Another nice work by Akwala, can't wait to see more than just this few from him. This poem is a standard three stanza work, from where I'm reading it, the subjects of each stanza seem to touch on inherent aspects of who we are as human beings. The components of ourselves. For example...
The first stanza deals with physicality, the Id as Freud would call it...arms, to hands to fingertips, implies to me a sense of distance, where the will to physically contact someone or something only holds valid by doing it in a sense "by proxy", moving the arms, to control the hands to the fingers. Notice how they "keep time at a distance", or rather those physical moments adhere to basic temporeality, we cannot touch as a spirit and so, through this physicality, these bags of flesh we can EMULATE connection. Then finally the consequence, this lack of connection emptying the emotional core of the person "the heart" no longer carries the hope of connection, and with the next line, that connection is sublimated elsewhere...where? Is it in some other aspect of the self? In some external escape such as drugs? He leaves these questions abiguous.
The second is, for lack of a better term, the ego, the intellect or logic, with the loss of that connection that temporeality I mentioned before falls by the wayside..."nights don't fall so easily", they must be WILLED in other words, willed by what?
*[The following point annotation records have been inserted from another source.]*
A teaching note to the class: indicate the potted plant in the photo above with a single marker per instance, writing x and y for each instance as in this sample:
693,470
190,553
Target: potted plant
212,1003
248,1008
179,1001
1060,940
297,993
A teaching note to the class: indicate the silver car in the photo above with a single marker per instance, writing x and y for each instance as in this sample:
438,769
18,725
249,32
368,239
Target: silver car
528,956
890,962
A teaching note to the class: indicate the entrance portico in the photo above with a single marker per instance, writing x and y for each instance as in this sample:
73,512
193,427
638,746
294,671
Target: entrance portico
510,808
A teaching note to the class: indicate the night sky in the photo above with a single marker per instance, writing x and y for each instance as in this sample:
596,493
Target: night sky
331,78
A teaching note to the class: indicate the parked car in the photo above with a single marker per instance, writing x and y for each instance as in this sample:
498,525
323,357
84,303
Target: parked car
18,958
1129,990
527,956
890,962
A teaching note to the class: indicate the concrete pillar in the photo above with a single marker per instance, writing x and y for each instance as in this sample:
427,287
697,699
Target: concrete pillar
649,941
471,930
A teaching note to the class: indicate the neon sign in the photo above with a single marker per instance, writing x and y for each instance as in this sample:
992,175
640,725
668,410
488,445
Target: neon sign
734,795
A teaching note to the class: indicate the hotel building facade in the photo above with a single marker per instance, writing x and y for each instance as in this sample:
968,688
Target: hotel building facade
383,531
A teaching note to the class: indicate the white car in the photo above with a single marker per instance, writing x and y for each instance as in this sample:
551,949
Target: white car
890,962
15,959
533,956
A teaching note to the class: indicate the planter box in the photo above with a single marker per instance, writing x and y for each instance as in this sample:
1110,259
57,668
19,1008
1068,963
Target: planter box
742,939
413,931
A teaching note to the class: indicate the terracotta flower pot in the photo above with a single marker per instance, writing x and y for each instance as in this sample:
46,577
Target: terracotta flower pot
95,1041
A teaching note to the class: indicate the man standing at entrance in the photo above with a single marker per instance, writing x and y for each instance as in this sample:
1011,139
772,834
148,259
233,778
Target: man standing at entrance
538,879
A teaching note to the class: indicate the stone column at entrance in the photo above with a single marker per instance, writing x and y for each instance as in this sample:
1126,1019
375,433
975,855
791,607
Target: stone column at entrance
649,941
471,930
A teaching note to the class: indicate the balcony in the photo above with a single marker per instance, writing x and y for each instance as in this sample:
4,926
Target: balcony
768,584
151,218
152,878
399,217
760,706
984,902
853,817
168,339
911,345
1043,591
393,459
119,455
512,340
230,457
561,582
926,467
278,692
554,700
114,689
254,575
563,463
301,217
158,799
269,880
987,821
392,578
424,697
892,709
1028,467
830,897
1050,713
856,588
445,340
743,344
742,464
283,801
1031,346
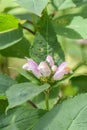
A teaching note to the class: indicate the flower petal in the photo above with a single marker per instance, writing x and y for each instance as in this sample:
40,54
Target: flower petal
58,75
61,71
49,59
62,66
44,69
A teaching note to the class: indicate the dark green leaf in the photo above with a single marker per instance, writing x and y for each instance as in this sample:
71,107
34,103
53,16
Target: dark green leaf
28,75
21,118
67,32
9,38
34,6
20,49
46,42
8,22
69,115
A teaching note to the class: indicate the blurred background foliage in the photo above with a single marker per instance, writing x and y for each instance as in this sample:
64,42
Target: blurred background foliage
68,23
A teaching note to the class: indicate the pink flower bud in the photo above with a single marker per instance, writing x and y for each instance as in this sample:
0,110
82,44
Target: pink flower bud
61,71
49,59
33,66
44,69
54,68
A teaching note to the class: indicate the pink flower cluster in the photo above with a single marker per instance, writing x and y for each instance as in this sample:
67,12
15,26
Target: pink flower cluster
47,68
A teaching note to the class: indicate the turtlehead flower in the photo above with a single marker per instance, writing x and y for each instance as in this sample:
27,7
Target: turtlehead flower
47,68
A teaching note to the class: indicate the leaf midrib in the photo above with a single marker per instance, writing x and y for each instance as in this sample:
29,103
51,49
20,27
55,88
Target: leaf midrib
80,111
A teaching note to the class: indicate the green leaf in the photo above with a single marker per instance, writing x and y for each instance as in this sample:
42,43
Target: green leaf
21,118
34,6
66,4
3,105
20,93
5,83
69,115
79,2
10,32
76,26
46,43
9,38
8,22
15,51
28,75
53,97
67,32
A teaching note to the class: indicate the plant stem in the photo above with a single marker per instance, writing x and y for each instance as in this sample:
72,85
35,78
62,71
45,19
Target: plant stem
29,30
32,104
47,99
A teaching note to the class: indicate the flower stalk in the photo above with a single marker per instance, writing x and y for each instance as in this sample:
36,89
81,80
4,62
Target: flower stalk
47,99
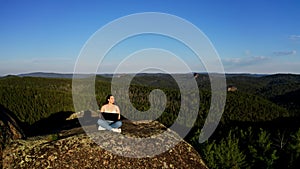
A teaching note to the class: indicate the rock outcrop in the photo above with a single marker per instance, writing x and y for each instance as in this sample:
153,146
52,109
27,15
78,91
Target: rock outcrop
75,149
9,129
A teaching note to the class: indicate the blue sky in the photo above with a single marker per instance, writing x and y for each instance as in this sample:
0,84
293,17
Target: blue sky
250,36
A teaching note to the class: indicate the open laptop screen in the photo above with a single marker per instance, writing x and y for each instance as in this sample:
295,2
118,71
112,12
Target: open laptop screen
110,116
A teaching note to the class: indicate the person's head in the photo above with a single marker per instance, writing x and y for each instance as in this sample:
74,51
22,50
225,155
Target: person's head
110,99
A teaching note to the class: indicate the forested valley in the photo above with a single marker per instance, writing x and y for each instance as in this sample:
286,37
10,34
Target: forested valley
259,128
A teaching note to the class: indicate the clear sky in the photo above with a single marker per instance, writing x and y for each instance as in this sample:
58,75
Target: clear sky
250,36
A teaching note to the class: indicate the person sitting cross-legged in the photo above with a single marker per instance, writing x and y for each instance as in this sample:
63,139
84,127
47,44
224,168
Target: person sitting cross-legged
110,109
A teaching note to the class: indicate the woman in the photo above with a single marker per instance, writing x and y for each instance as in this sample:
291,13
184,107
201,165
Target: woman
110,107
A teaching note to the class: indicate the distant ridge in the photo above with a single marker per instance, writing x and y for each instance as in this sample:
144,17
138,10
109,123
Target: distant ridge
53,75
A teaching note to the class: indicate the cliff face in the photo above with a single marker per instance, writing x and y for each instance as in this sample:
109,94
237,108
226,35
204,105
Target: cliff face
75,149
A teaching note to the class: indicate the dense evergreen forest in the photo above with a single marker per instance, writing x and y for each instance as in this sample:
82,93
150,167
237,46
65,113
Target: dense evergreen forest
259,127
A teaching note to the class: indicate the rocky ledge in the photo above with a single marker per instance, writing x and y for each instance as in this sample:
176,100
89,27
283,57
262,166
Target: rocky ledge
78,148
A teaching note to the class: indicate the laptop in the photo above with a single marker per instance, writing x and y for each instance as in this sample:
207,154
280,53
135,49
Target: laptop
110,116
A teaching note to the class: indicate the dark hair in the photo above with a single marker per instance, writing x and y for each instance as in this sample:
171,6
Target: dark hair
107,98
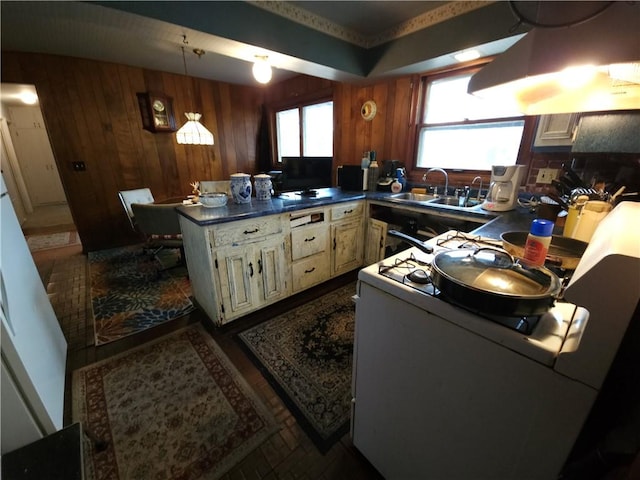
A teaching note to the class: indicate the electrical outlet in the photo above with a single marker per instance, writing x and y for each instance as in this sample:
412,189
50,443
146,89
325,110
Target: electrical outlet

The dust offers a clue, a fallacious sunset created by the dust of our malignancy we send up in the fear of isolation. And ultimately, the reality, when the dust settles...the light flees as the shimmering silver of the wondrous la luna
Lastly we have the Superego...the pure feeling. Holding wishes in this perpetual twilight, the recognition of the lack of power will has over change on such a level as sunrise and moonrise remain "unwashed", "unclean", unresolved ultimately. Still, hope if offered, the wonderment of the rain bleeding such blame from the subject...blood for an inkwell which, in the last line, is mentioned as unwritten, the hopes and dreams that will never see the written page.
This is a beauiful work, the general concept I've seen before, but the impact of it, and the way in which you convey it more than makes up for it. Awesome job.
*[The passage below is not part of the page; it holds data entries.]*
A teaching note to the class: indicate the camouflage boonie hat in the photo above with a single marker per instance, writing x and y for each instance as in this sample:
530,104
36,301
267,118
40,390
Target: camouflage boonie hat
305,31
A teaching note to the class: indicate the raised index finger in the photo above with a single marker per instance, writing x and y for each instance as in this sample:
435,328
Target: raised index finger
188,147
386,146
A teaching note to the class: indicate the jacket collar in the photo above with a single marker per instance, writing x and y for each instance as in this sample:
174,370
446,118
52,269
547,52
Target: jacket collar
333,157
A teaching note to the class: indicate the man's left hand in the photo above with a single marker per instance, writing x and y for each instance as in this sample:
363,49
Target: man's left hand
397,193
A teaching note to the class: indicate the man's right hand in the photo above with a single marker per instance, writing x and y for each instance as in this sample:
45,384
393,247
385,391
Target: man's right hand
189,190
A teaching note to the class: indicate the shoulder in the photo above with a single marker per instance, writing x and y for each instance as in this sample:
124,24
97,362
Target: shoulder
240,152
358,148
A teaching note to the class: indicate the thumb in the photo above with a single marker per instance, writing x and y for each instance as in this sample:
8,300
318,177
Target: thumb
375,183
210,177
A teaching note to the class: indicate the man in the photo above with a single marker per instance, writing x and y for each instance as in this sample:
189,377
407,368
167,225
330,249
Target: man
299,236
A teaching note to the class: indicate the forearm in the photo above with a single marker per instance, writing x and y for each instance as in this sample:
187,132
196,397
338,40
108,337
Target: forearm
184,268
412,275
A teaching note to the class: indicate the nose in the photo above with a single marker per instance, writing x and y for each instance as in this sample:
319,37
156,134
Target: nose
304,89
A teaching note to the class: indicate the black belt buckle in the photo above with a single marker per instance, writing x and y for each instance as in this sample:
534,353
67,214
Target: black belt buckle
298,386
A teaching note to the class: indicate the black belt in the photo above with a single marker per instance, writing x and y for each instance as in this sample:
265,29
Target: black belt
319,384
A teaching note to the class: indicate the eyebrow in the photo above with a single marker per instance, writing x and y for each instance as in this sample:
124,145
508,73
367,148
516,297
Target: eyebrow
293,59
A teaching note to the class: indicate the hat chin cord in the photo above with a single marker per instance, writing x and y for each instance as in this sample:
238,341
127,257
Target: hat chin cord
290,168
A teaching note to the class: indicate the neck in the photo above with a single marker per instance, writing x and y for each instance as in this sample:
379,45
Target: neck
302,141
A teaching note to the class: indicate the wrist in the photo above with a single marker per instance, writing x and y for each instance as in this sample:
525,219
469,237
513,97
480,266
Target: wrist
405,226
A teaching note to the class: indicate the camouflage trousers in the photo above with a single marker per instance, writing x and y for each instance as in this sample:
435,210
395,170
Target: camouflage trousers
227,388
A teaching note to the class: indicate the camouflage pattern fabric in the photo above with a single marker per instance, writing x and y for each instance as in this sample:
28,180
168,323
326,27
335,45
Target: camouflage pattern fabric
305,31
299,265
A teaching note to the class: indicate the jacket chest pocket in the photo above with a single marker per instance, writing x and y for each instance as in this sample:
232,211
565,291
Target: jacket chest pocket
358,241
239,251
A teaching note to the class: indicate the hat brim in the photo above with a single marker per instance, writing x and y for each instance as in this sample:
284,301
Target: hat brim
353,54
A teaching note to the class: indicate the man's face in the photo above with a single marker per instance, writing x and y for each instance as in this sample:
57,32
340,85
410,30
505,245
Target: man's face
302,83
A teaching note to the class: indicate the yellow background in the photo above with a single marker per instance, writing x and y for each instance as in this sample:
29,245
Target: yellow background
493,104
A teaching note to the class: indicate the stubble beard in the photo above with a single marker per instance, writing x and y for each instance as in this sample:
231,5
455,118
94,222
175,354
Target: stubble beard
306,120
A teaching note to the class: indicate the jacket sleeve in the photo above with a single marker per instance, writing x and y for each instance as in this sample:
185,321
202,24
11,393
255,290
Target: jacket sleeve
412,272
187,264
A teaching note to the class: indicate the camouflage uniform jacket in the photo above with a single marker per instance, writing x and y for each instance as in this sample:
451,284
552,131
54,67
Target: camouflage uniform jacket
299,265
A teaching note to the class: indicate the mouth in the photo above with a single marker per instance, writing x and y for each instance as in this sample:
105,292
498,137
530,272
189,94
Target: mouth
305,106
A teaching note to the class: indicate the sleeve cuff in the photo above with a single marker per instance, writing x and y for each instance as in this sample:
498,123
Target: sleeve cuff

You've taken the poem into a much larger dimension than I envisioned, and I love it!
I wrote this some years ago and it was the distillation of some personal stuff, so it was very much inward looking. It's heartening that, despite that, you saw somewhat universal relevance in it. You've just proved what you said earlier re learning about one's work from others' readings of it.
Any time, really, for me I write for myself...it's a special treat when someone comes up with an idea on it I'd never have guessed at...truth is, what is personal is almost always something someone else has been through, so in a sense the personal IS the universal which is why I think such poems are so universally accessible...thank-you for posting it.
--
Andrew Hussey
"For a sorcerer, reality, or the world we all know, is only a description that has been pounded into you from the moment you were born."
The first stanza deals with physicality, the Id as Freud would call it...arms, to hands to fingertips, implies to me a sense of distance, where the will to physically contact someone or something only holds valid by doing it in a sense "by proxy", moving the arms, to control the hands to the fingers. Notice how they "keep time at a distance", or rather those physical moments adhere to basic temporeality, we cannot touch as a spirit and so, through this physicality, these bags of flesh we can EMULATE connection. Then finally the consequence, this lack of connection emptying the emotional core of the person "the heart" no longer carries the hope of connection, and with the next line, that connection is sublimated elsewhere...where? Is it in some other aspect of the self? In some external escape such as drugs? He leaves these questions abiguous.
The second is, for lack of a better term, the ego, the intellect or logic, with the loss of that connection that temporeality I mentioned before falls by the wayside..."nights don't fall so easily", they must be WILLED in other words, willed by what? The dust offers a clue, a fallacious sunset created by the dust of our malignancy we send up in the fear of isolation. And ultimately, the reality, when the dust settles...the light flees as the shimmering silver of the wondrous la luna
Lastly we have the Superego...the pure feeling. Holding wishes in this perpetual twilight, the recognition of the lack of power will has over change on such a level as sunrise and moonrise remain "unwashed", "unclean", unresolved ultimately. Still, hope if offered, the wonderment of the rain bleeding such blame from the subject...blood for an inkwell which, in the last line, is mentioned as unwritten, the hopes and dreams that will never see the written page.
This is a beauiful work, the general concept I've seen before, but the impact of it, and the way in which you convey it more than makes up for it. Awesome job.